Cuando los apóstoles quisieron formular sus experiencias echaron mano de su tradición religiosa. La figura del Siervo del Señor del libro de Isaías les ayudó mucho en su comprensión del misterio de Jesús (Isaías 49,3-6). La tradición judía había visto en el Siervo unas veces una figura individual, otras la realidad del mismo pueblo de Israel.  Esta figura misteriosa es escogida por Dios para hacer presente la salvación no sólo de Israel sino también de todas las naciones. Esa salvación es una luz que ilumina la vida de los hombres. No cabe duda que esa profecía ayudaba a comprender el destino de Jesús y su significado para los pueblos.

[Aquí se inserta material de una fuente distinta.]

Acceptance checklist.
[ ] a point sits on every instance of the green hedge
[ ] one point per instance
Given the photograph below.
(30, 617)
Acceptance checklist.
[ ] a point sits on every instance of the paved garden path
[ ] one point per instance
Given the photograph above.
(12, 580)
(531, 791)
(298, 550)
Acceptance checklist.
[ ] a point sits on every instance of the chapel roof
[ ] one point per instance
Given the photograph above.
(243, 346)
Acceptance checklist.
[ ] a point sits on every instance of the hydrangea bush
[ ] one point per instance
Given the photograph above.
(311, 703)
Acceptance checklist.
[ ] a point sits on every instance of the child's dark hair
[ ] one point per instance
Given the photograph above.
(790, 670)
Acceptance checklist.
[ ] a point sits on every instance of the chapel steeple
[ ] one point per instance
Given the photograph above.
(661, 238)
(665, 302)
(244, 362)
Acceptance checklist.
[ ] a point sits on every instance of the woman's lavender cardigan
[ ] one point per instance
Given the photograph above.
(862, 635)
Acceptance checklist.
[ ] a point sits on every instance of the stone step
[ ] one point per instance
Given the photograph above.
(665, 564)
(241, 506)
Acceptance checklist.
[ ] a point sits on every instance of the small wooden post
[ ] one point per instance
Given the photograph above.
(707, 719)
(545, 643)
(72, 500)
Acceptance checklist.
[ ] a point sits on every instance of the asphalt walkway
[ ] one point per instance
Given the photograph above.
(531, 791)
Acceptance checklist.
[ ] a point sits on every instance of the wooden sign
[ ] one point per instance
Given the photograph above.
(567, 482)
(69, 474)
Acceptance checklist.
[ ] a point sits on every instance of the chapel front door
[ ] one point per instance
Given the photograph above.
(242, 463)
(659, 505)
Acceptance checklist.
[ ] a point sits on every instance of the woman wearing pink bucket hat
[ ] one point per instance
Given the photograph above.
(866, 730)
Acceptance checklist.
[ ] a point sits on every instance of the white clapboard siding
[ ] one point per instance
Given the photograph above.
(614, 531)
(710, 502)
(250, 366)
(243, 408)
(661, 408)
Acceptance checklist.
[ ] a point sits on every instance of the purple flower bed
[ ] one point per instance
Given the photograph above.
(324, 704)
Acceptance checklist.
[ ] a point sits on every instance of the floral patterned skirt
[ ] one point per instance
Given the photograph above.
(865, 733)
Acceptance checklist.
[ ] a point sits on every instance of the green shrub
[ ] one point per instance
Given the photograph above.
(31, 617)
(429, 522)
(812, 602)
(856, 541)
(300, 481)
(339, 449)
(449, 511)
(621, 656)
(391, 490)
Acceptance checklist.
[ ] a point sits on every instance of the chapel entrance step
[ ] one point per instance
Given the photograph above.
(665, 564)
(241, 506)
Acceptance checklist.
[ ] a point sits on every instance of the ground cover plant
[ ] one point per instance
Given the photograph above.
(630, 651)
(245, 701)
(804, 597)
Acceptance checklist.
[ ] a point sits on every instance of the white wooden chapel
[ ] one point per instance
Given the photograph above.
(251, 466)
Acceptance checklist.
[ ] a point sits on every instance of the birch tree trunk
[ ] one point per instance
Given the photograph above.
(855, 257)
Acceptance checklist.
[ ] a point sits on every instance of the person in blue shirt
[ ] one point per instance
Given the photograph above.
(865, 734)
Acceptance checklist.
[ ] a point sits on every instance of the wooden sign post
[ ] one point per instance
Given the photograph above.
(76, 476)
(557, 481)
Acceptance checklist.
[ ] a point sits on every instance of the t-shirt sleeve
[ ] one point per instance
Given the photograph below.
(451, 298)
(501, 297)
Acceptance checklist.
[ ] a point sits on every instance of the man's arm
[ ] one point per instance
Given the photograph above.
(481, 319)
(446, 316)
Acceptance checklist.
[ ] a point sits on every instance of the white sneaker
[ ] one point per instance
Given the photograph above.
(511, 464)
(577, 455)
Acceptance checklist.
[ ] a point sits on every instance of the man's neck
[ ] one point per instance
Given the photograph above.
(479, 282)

Jesús no es sólo un instrumento al servicio de la salvación sino que es la salvación misma. En Él, Dios se hace presente, se nos comunica y nos introduce en su intimidad divina.

El evangelio de hoy nos transmite la experiencia del encuentro de Juan Bautista con Jesús (Juan 1,29-34). Nada más verlo, sin necesidad de conocerlo a fondo, Juan descubre la misión salvadora confiada a Jesús: “Este es el Cordero de Dios, que quita el pecado del mundo”. Jesús va a ser el destructor del pecado y del maligno que lo provoca. Jesús se entregó por nuestros pecados y así quitó el pecado del mundo. Juan parece haber captado la misión de Jesús por lo que ocurrió en su bautismo. Al salir Jesús del agua, el Espíritu de Dios descendió sobre Él. Jesús es, pues, una persona ungida por el Espíritu de Dios para poder realizar su misión. El Espíritu, que es amor, puso en el corazón de Jesús una fuerza tal que es capaz de permanecer fiel a Dios y al mismo tiempo entrar en las realidades más alejadas de Dios, como el mundo de los pecadores, sin traicionar ni a Dios ni a los hombres.

Juan escuchó sin duda la voz del Padre que proclamaba a Jesús su hijo amado. Jesús es el Hijo de Dios y por eso es capaz de introducirnos en la intimidad del Padre, haciendo que participemos de su condición de hijos. En Jesús encontramos la manera de acercarnos al Padre y de tener las actitudes filiales correspondientes, ante todo, obediencia y confianza.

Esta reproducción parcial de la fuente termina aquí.